Tuesday, June 29, 2010

Drum on Faux Deficit Hawks

Kevin Drum challenges the depiction of Congressional Republicans as deficit hawks in two posts on his Mother Jones blog.

(T)here are lots of members of Congress who are willing to talk endlessly about deficits, but there are very, very few who are willing to publicly support specific cuts. There are fewer still who are willing to publicly support cuts that might affect any of their own constituents. And there are fewer still who have shown any inclination to actually vote for serious cuts when they've had the power to do so. So: no bloc of deficit hawks.

and

On the scale of the federal budget, $18 billion is a rounding error. Literally. It's about one-half of one percent of the budget, which rounds down to zero. But a small group of moderate Republicans are threatening to vote no on financial reform because an $18 billion fee is included in the final bill.

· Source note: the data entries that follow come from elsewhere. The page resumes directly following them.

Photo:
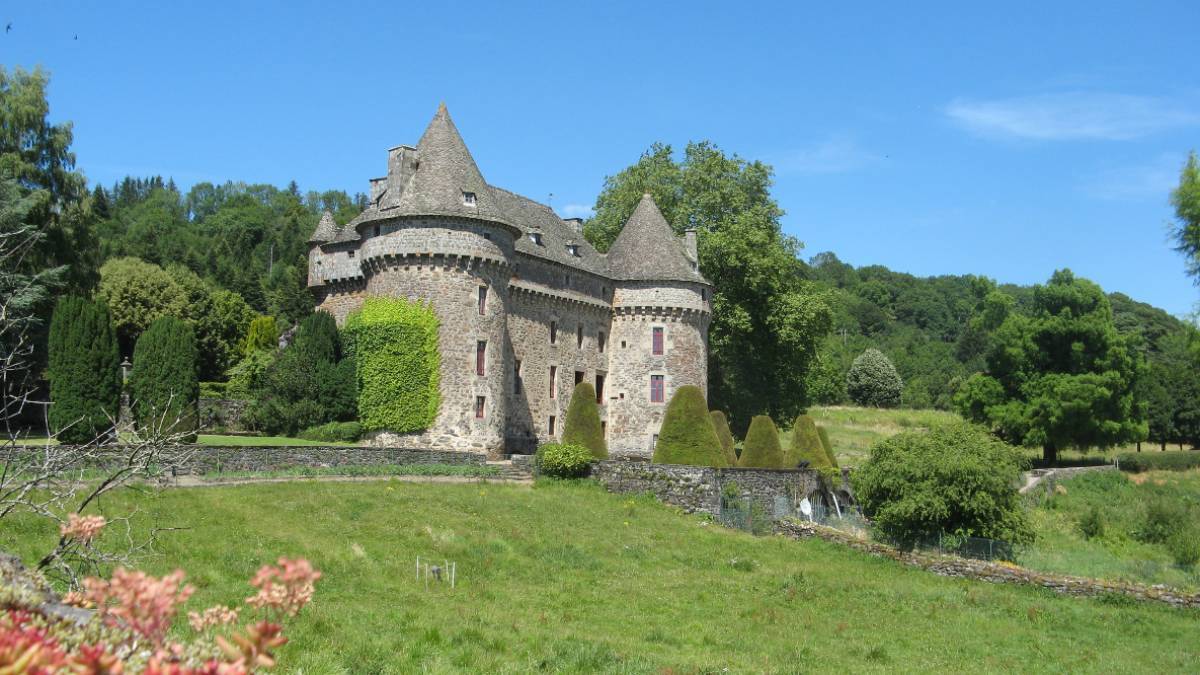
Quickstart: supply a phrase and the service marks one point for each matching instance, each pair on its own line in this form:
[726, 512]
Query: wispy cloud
[837, 154]
[1077, 115]
[577, 210]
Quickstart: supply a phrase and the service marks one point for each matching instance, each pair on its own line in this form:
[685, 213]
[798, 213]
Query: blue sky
[934, 138]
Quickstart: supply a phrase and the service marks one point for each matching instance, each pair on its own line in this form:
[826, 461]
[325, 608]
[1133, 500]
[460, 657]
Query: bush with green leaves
[721, 424]
[688, 435]
[395, 346]
[582, 425]
[954, 479]
[165, 387]
[84, 371]
[563, 460]
[873, 381]
[761, 448]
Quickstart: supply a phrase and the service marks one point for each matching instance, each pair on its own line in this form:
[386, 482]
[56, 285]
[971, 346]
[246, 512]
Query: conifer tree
[688, 435]
[84, 371]
[582, 425]
[163, 387]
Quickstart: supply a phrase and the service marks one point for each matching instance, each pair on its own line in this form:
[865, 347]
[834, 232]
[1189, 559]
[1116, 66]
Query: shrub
[334, 432]
[395, 346]
[163, 386]
[761, 448]
[805, 444]
[957, 479]
[688, 435]
[563, 460]
[582, 426]
[873, 381]
[84, 370]
[721, 424]
[1137, 463]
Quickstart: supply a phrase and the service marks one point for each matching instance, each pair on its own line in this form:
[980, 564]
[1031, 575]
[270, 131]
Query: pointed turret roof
[647, 249]
[327, 230]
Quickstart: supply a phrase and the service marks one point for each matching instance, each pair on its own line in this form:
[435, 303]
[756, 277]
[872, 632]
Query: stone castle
[528, 308]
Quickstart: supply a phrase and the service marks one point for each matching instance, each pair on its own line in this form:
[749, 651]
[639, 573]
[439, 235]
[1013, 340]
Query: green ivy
[395, 344]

It's not there to punish banks or to create a slush fund for new spending. It's there solely to make the bill deficit neutral.

And I suppose it would worry them if there were any actual deficit hawks in the Republican Party. But there aren't, are there? There are plenty of tax-on-rich-people-and-corporations hawks, but no deficit hawks. Let's stop pretending otherwise, OK?

I agree with both. The GOP have no credibility on this issue. They didn't bat an eye while going along with Bush running up a big deficit. Now they cry about the deficit but absolutely refuse unpopular spending cuts or a tax increase of any kind. Drum's Avent quote is dead on re: the impossibility of reducing the deficit on spending cuts alone. The GOP have become completely cynical and political. Conservative blogger David Frum has said that as long as Republicans care about politics while Democrats care about governing, his party is in big trouble. That is why I agree with Frum that Republican optimism for the 2010 mid-terms and 2012 general election is wildly inflated.